Nós, homens da era técnica, compreendemos agora melhor a existência de realidades invisíveis, muito próximas já do plano material.
Os nossos antepassados ficariam muito surpreendidos, se lhes dissessem que luzes e sons enchiam os seus aposentos, que bastaria dar volta a um botão, para captar as ondas emitidas pelo que nós chamamos hoje a Rádio e a T. V. Para tomar consciência destas realidades que nos cercam, basta agora abrir o nosso aparelho. O mesmo sucede com as realidades espirituais invisíveis: basta-nos abrir a nossa alma, na fé, para captar ondas desconhecidas, para entrar nesse reino de Amor inefável, que nem olho nem ouvido humano viu ou ouviu, nesse reino que supera todas as esperanças que jamais despertou em coração de homem, para entrar nesse reino de ternura e alegria, que Deus preparou para aqueles a quem ama.

DEUS PERTO DE NÓS

Mas a fé vai mais longe ainda; penetra mais fundo no mistério da dor: descobre que sofrer não é uma realidade surda e hostil, uma sombra vã, como um fantasma; mas uma realidade, ao mesmo tempo dolorosa e carregada de esperança, como dar à luz uma vida; uma realidade rica em virtualidades salutares e redentoras. O sofrimento muda de aspecto desde que se reconhece que não é uma realidade sem nome, mas uma presença de Deus operando, em nós e no mundo, grandes coisas. A fé mostra-nos o vivo amor de Deus, sempre oculto no fundo da dor. Amor velado, sem dúvida, mas amor pessoal e directo.
Oh! Não é difícil crer que Deus nos ama, quando tudo corre à medida dos nossos desejos. Mas é preciso bem temperada fé, para não vacilar, quando a procela desaba sobre a nossa barca.

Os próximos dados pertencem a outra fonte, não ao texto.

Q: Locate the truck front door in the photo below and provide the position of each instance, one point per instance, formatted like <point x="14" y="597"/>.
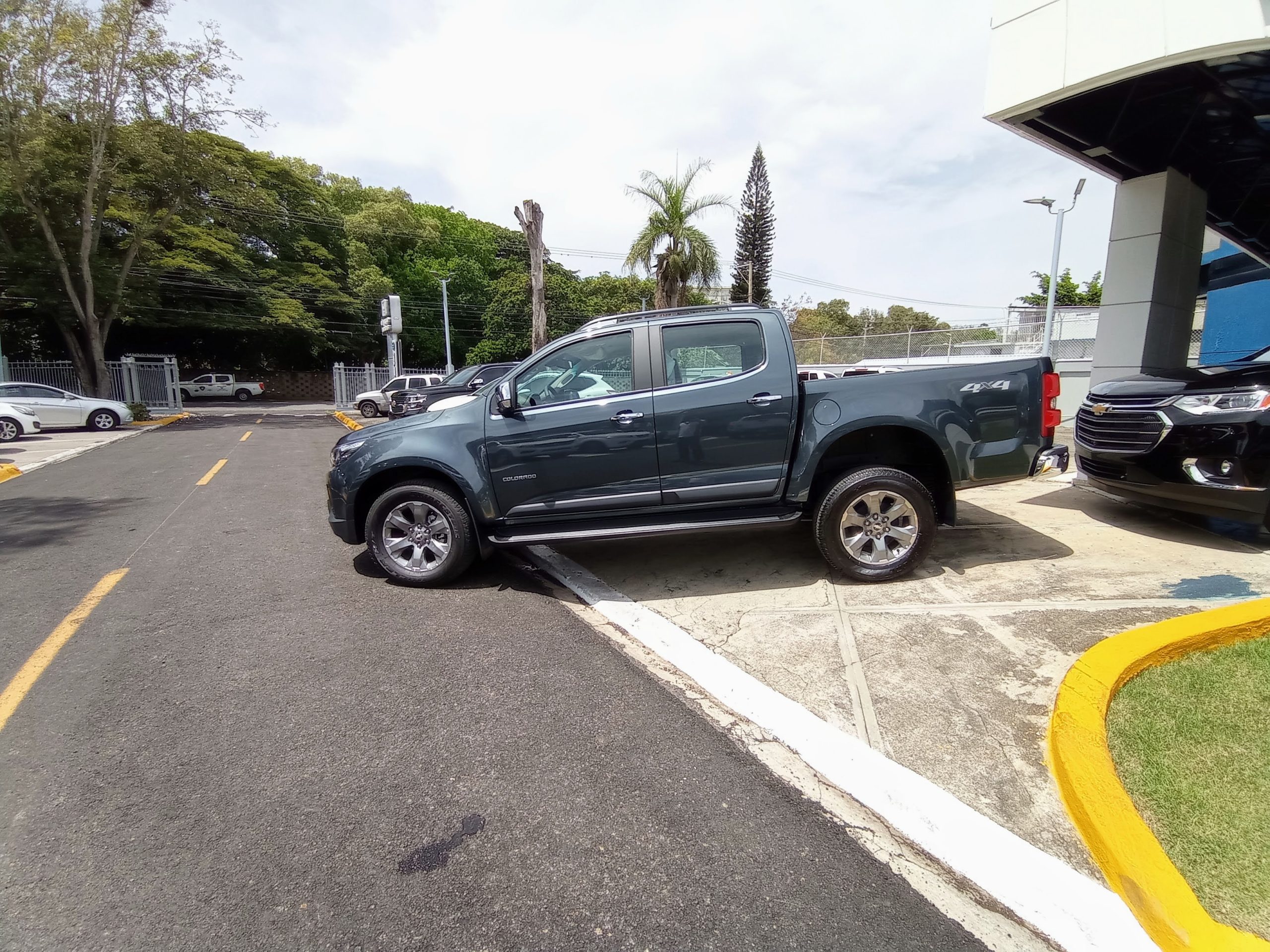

E, contudo, o amor de Deus é mais instante e envolvente do que nunca, nas horas de amargura. Compreendemos tão mal os assaltos desse Amor que nos confunde! Resistimos à acção duma Ternura que nos quebra, para melhor nos inundar com a sua graça. Duvidamos de Deus, porque não temos a fé bastante forte para O reconhecer, então, sob as aparências, muita vez desconcertantes, em que se esconde. «Nós cremos, Senhor, - exclamavam os apóstolos - mas ajudai a nossa incredulidade». Podíamos retomar para nós, a mesma confissão e o mesmo apelo.
Se pudesse, assim, o cristão compreender as proximidades de Deus, no sofrimento que martiriza, quantos socorros não levaria ele ao seu irmão desorientado pelas provações e mergulhado no desespero! Ele o consolaria e o fortaleceria. Vá até junto dele, mansamente, e diga-lhe, conforme a linda expressão dum escritor: «a aurora começa à meia-noite»; vá, segrede-lhe que Deus trabalha na sua alma dorida, e que decerto um dia compreenderá as maravilhas, que sem ele saber, se preparam no íntimo do seu coração.